Preparing for LCLS Soft X-ray Science
The finish line for the Linac Coherent Light Source's Soft X-ray Materials Research instrument is barreling into view. In a few short months, the SXR should be in position to host user groups for a variety of different experiments, from surface chemistry to magnetic ordering to superconductivity and beyond.
The SXR uses longer "soft" wavelength X-ray bursts from the LCLS. Soft X-rays allow researchers to study specific elements, such as cobalt, iron and oxygen. The low energy of the soft X-rays will, quite literally, only scratch the surface, but in this instance, scientists are most interested in the exterior, superficial properties of their materials.
SXR Beamline Engineer Michael Rowen highlighted the speed at which the SXR project came to fruition, meeting both a tight timeline and budget.
"Things have really come together well," he said. "We've been pushing hard."
One of the last of the six LCLS instruments to begin development, but only the second slated to start running, the SXR has undergone a fluid and rapid transformation since the fall.
"We know what's going on with every side of this," said Bill Schlotter, one of two SXR instrument scientists. He coordinates among user groups, technicians and engineers to get the SXR ready for its scheduled May 6 launch. Currently, they have nine teams of users lined up for 60-hour windows of SXR time this spring.
The SXR beamline is unique with respect to the LCLS's other beamlines because it was designed for scientists to bring in their own equipment. The experimental hutch is nearly empty to accommodate scientists rolling their own devices in and out.
"We can do chemistry one week, physics the next," said Josh Turner, who recently joined SLAC as the second SXR instrument scientist.
Schlotter is particularly excited about the recent completion of the SXR control room, which he calls "definitely the most glamorous" aspect of the instrument.
"The control room is important because it is the interface between the users and their experimental equipment," he said.
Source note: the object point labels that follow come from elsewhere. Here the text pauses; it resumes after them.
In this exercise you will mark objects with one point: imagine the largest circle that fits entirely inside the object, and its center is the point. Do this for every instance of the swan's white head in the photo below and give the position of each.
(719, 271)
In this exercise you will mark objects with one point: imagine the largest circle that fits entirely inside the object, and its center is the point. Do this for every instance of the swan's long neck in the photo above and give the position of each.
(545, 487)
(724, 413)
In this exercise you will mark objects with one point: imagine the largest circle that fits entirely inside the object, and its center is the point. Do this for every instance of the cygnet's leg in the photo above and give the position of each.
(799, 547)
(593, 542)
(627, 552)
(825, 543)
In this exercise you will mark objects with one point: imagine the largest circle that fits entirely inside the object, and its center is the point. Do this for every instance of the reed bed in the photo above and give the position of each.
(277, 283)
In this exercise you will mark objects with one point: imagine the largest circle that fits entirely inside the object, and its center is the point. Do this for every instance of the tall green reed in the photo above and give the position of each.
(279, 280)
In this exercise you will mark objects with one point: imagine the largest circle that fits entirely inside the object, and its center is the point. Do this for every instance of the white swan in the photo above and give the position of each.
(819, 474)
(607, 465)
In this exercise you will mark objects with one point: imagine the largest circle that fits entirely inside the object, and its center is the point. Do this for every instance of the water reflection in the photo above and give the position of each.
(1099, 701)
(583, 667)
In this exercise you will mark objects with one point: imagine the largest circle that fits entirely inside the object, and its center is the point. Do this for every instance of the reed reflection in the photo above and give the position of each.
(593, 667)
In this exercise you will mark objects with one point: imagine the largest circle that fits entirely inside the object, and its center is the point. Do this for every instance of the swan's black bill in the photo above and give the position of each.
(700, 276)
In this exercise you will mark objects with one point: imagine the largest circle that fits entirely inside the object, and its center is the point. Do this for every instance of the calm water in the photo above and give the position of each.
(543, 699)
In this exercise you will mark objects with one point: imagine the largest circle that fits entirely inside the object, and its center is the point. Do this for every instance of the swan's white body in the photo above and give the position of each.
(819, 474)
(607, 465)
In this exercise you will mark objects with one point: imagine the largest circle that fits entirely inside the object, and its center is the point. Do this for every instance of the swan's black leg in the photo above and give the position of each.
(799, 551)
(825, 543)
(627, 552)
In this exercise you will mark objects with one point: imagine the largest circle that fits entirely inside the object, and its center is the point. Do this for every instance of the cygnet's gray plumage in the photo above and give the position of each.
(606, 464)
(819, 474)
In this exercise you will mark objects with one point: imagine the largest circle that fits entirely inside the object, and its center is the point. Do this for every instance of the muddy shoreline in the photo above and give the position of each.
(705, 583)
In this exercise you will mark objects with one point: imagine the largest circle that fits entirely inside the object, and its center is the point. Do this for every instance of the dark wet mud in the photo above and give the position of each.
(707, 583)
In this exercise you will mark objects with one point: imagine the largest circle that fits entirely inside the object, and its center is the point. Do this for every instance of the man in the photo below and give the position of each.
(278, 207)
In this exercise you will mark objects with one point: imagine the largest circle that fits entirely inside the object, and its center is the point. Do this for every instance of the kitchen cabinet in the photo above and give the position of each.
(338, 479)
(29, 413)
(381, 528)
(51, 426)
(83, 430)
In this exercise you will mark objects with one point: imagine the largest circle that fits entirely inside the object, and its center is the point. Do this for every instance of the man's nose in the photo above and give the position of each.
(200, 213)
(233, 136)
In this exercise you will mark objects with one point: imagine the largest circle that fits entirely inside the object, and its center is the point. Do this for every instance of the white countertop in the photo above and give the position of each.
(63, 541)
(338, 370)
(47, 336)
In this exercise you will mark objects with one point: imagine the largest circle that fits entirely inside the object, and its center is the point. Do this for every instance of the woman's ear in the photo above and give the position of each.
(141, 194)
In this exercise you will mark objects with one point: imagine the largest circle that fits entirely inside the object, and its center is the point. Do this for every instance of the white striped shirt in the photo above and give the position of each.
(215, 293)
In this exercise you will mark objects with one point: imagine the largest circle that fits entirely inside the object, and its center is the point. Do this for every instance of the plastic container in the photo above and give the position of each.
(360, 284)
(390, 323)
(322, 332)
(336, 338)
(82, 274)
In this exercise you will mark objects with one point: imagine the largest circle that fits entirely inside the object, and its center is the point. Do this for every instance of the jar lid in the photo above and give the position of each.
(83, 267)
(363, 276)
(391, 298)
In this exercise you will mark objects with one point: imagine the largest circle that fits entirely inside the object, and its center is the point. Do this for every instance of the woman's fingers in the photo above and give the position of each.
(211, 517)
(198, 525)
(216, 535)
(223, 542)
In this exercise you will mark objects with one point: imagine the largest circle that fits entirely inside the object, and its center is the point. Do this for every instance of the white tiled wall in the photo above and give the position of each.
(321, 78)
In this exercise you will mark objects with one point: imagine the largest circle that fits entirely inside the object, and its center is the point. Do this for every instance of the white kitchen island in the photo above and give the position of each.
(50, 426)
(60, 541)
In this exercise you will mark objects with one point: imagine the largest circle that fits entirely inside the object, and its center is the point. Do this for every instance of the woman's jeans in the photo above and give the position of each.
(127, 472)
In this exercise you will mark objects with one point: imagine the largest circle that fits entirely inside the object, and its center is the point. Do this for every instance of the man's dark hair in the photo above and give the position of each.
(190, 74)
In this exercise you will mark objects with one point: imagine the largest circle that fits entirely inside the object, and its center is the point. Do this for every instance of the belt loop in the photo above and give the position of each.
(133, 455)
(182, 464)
While running samples on the SXR beamline, scientists can remotely adjust and fine-tune the mirrors and detectors using the control systems developed at SLAC. The walls of the control room are lined with large computer monitors, ensuring that scientists can see every control system and every last smidgen of data pouring in.
In addition to the completion of this flashy new control room, the team recently received the SXR monochromator. Built in Germany in a break-neck seven months, this instrument will give users better control over their experiments by allowing them to choose and fine-tune the X-ray wavelength. Finally, all the SXR mirrors are newly coated with boron carbide to guard against heat damage from the intense LCLS X-ray pulses.
Schlotter and Turner anticipate their day-to-day routines will shift dramatically after commissioning of the SXR begins in May, and again when user groups show up in June. Right now, they are still ordering parts and helping the user groups plan for their brief, 60-hour slots of SXR beamtime. Soon, they will be spending a lot more time in the control room and experimental hutch, tweaking and tuning the instruments.
"We're getting to know where our priorities sit," Schlotter said. "Our job will totally change once the experiments start."